Futebol Brasileirão

Dossiê Corinthians: O raio-x de um gigante com dívidas insustentáveis

O Corinthians vive atualmente a pior crise financeira de sua história. Com uma dívida que ultrapassa os R$ 2 bilhões, o clube paulista já sente os efeitos colaterais diretos da má gestão e da falta de um planejamento estruturado. Diferentemente de outros momentos de dificuldade, o cenário atual não se limita a previsões pessimistas: os danos já são visíveis no campo, no vestiário, nas finanças e na imagem institucional do clube.
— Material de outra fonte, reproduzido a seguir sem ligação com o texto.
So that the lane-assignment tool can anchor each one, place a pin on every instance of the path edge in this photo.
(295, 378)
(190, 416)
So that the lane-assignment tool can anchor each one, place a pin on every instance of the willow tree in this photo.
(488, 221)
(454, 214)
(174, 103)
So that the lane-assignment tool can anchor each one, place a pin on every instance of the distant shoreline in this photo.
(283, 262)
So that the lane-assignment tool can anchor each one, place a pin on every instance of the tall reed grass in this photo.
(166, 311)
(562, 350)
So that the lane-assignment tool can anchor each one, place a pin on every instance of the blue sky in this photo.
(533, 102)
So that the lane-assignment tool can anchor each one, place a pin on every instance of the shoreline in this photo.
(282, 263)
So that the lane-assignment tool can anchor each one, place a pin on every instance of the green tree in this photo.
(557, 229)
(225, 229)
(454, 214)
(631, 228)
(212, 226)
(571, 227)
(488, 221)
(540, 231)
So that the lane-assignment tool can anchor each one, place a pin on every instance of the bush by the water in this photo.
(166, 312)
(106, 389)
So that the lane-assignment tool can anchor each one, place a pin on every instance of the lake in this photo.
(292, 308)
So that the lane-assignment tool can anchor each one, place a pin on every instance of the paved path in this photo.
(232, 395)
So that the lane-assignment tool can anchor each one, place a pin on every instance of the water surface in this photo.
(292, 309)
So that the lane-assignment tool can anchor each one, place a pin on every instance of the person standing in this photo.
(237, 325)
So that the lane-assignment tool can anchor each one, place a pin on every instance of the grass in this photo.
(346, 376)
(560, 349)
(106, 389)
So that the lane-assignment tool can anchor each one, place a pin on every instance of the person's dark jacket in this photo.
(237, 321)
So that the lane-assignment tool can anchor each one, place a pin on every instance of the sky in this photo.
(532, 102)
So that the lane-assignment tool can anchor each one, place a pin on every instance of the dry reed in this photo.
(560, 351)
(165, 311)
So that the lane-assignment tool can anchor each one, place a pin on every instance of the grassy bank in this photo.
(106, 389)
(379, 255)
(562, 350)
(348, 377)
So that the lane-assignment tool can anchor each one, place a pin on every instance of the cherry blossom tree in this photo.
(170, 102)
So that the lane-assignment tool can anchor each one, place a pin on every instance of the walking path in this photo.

A realidade financeira já compromete o presente e coloca em risco o futuro de um dos maiores clubes do país.

Nos últimos meses, o Corinthians atrasou salários do elenco principal, da comissão técnica e de funcionários em mais de uma ocasião. Em janeiro de 2025, o clube não conseguiu quitar os vencimentos no prazo legal e alegou problemas de fluxo de caixa, à espera de repasses da Liga Forte União. Mais recentemente, em julho, o salário de todo o elenco voltou a atrasar.

Funcionários e atletas relataram insegurança, e a diretoria só conseguiu fazer parte dos pagamentos no dia seguinte. Além disso, direitos de imagem, premiações do Paulistão e bônus do Brasileirão de 2024 seguem pendentes. A situação expõe uma estrutura financeira sem reservas, dependente de receitas antecipadas e de manobras emergenciais para sobreviver mês a mês.

A tensão gerada pelos atrasos já chegou aos jogadores. Memphis Depay, uma das contratações de maior impacto do futebol brasileiro em 2024, chegou a notificar o clube pela falta de pagamento, cobrando um valor próximo a R$ 6 milhões. O caso só foi amenizado após a diretoria intervir e negociar parte do débito. Mas o episódio expôs um problema mais grave: mesmo atletas de alto nível, que escolheram o Corinthians por sua grandeza, não estão imunes ao colapso financeiro em curso.

A crise mina a confiança no ambiente interno, e empresários demonstram receio crescente de vincular seus jogadores a um clube que não oferece garantias contratuais básicas, o que dificulta a direção em reforçar o time. O caso da quase debandada do Atlético Mineiro tem que servir de alerta.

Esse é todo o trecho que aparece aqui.